Marc Saikali, directeur du site « Ici Beyrouth »
Les opinions mondiales se lassent vite des conflits qui s’éternisent et échappent à leurs repères. C’est de nouveau le cas. L’actuelle guerre au Liban ne fait plus la Une des journaux. Un ami journaliste dans une grande rédaction parisienne me disait que sa hiérarchie hésitait à l’envoyer en reportage à Beyrouth, parce que la situation “s’enlisait”. Destructions, raids, morts et blessés, réfugiés, discussions sur des cessez-le-feu, puis retour à la case départ. Autant, pour les Libanais, la catastrophe est quotidienne; autant, à l’étranger, elle devient “normale”. Et cela peut durer très longtemps.
Une info chasse l’autre
Le Liban est en train de sortir de l’actualité. Une information chasse l’autre dans les médias du monde. C’est naturel. Les Libanais, eux, vivent au rythme des bombes, des réveils en sursaut et des informations qui leur rappellent qu’il n’y a pas d’issue à cette folie qu’ils n’avaient pas demandée.

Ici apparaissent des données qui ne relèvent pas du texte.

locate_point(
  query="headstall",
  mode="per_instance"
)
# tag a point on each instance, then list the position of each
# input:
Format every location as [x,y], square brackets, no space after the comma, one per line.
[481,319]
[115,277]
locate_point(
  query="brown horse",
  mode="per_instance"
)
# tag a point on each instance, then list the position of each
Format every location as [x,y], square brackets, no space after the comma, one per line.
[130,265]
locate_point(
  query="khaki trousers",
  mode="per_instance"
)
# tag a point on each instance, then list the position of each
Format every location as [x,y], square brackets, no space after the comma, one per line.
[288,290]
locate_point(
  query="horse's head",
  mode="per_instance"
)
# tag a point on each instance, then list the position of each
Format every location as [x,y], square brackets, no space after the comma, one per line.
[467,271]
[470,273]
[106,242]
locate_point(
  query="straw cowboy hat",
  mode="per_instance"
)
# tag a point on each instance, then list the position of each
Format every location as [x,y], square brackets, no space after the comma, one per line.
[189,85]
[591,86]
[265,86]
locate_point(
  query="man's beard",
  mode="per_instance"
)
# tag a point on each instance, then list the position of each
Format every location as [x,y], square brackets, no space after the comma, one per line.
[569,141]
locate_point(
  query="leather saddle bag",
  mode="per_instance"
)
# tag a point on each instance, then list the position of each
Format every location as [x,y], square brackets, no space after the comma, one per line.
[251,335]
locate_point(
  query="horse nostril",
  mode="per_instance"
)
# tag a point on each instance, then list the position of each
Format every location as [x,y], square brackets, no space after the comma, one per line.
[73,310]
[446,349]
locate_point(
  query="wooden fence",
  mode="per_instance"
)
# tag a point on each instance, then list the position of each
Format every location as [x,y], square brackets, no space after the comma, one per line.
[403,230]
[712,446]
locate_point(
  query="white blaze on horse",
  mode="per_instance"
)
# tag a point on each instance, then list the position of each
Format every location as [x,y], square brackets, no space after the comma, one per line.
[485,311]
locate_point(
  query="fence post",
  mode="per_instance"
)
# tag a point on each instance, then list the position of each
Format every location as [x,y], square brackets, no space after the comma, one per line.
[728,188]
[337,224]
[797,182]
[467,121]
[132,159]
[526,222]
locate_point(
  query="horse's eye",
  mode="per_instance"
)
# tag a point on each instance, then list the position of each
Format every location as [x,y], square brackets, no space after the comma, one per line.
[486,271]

Dans ces conditions, il faudra des mois et des mois avant que le cauchemar s’arrête. S’il s’arrête. Parce qu’il peut y avoir des baisses et des montées de tensions et de combats, sans raisons réelles, dans un conflit qui ne se terminerait jamais. Avec des pics de violences, de nouveaux foyers de guerre…
Beaucoup s’accordent à penser que la situation restera inchangée jusqu’à l’investiture de Donald Trump, le 20 janvier. Après? Le Liban n’est certainement pas la priorité du nouveau président américain. Il faudra attendre encore. Et si l’administration américaine décide de mettre le holà aux combats, il restera encore à voir les contours d’un éventuel nouvel accord. Quelques mois de plus.
« L’unité des fronts contre Gaza »
Le 8 octobre 2023, les Iraniens ont ouvert, via leur obligé libanais du Hezbollah, les portes de l’enfer pour le petit Liban et son peuple. Cela, au nom de la fameuse “unité des fronts” avec Gaza. Une doctrine que tout le monde a désormais mise de côté, y compris le Hezbollah, sans que cela n’affecte en rien la poursuite des combats. Trop peu, trop tard. Même chose pour la non moins fameuse résolution 1701. “L’axe de la résistance” ne voulait pas en entendre parler. Désormais, c’est la revendication principale dudit axe. Trop peu, trop tard. Pourtant, ce n’est pas faute d’avoir tiré la sonnette d’alarme. De nombreuses personnalités libanaises demandaient l’application de la résolution onusienne depuis… 2006. Sans succès. Il a fallu plus de 3.500 morts et des destructions que le pays mettra des décennies à effacer pour que la milice pro-iranienne concède que c’est… sa propre demande maintenant.
Même chose pour la fameuse Ligne bleue délimitant la frontière avec Israël. Avant le conflit, il restait 13 points litigieux à régler. Cela aurait pu être fait par la négociation. Mais non! Il a fallu foncer dans cette guerre qui ne regardait pas le pays. Aujourd’hui, des villages ont été rasés et les soldats israéliens sont à l’intérieur du Liban. Se retireront-ils un jour? Nul ne le sait. Pour les “résistants”, c’est pain bénit pour justifier le maintien des armes contre une nouvelle “occupation”. Et le cycle est reparti.
Donc, toutes les mauvaises décisions pour le pays ont été prises. Absolument toutes. Les conséquences sont encore difficiles à mesurer tant elles sont nombreuses. Combien faudra-t-il encore de morts pour que les Gardiens de la révolution iraniens et leurs patrons laissent le Liban tranquille? Staline disait qu’un mort, c’est une tragédie; un million, c’est une statistique. Pourvu qu’à Téhéran, on n’ait jamais entendu parler de la phrase du tyran soviétique.